As originally seen in Associations Now


Here’s how the country’s top convention city adapted swiftly and creatively in the pandemic.

While disruption offers the possibility of big payoff, major shake ups come with substantial risk. So under ordinary circumstances, organizations may be reluctant to make structural changes to their ways of doing business, finding reasons to put off such moves in favor of sticking to business as usual. But along with a historic global crisis came the necessity to innovate nimbly and strategically to survive 2020—and flourish into the future.

Indeed the pandemic has dramatically and indisputably changed the way the entire country—even the world—does business and conducts meetings. The question has shifted from if meetings will have virtual components to how these components will be executed technically and conceptually.

Indianapolis, the country’s top convention city, recognized the seismic shift immediately. Visit Indy, the city’s official marketing and sales organization, quickly certified an on-staff Hybrid Concierge and digital event strategist. Major players across the city also jumped into action, bringing key partners together to establish new audiovisual infrastructure for virtual and hybrid meetings, and to offer a city-wide hybrid meeting incentive to drive business to the destination.

Mark Miller is the president of Markey’s Rental and Staging, one of Indy’s leading audiovisual companies. Here, he shares how he helped make it happen, and how the moment unified competitors for the industry’s greater good.


Acting Fast

As the pandemic spread in mid-March and the CDC mandated a hold on events, Miller was looking a step ahead. “I took my senior leadership and said, we have to get a platform. We have to understand how to start offering a virtual solution to our customers.” he says. “And we have got to be first to market.”

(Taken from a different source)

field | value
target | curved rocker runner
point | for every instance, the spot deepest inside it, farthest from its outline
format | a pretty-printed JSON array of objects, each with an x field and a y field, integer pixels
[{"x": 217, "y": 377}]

Although the company had been in business for 60 years, Miller knew it was time to make sweeping changes, which would challenge and push the entire team. “We’d have to retrain our staff,” he says. “It was kind of like a startup mentality.”


Cooperating for a Common Goal

While vendors and venues within the event community may be healthy competitors in normal times, the extraordinary circumstance brought them together as a committee, where the best ideas rose to the top and were swiftly implemented in the pandemic’s early weeks. In Indy, the industry has “always been very community oriented, we do what’s best for the whole,” Miller says. “It was very natural for us to work together with competitors in a cooperative manner.”

The idea came together to offer a citywide audiovisual and Internet discount as a way of driving event business to the city. Participating partner venues include the convention center and all of its connecting hotels.

“There was no hesitation on anyone’s part—it was, ‘let’s get this out there,’” Miller says. “This is a community that in 1984 built a stadium for a football team that they didn’t even have—they were looking to the future. This is a community that’s always looking at the greater good.”


Embracing Change

If some industry stalwarts feared virtual events would cut into attendee rosters, holdouts find themselves now without choice to leap into the digital realm.

And while no one would have wished for the circumstances that drove the need for innovation on this level, Miller sees the creative stretching as a good thing. “We’re going to adapt to it, we’re going to be willing to accept it and embrace it and engage in it,” he says, referring to the entire industry. “When we persevere, we become stronger as people and as organizations and as communities.”

And Miller sees a permanent—and positive—shift in the changes born out of necessity in the pandemic. Through virtual events, Miller says, “We can reach a wider audience in the future. It’s part of cultural change, and it’s not going away.”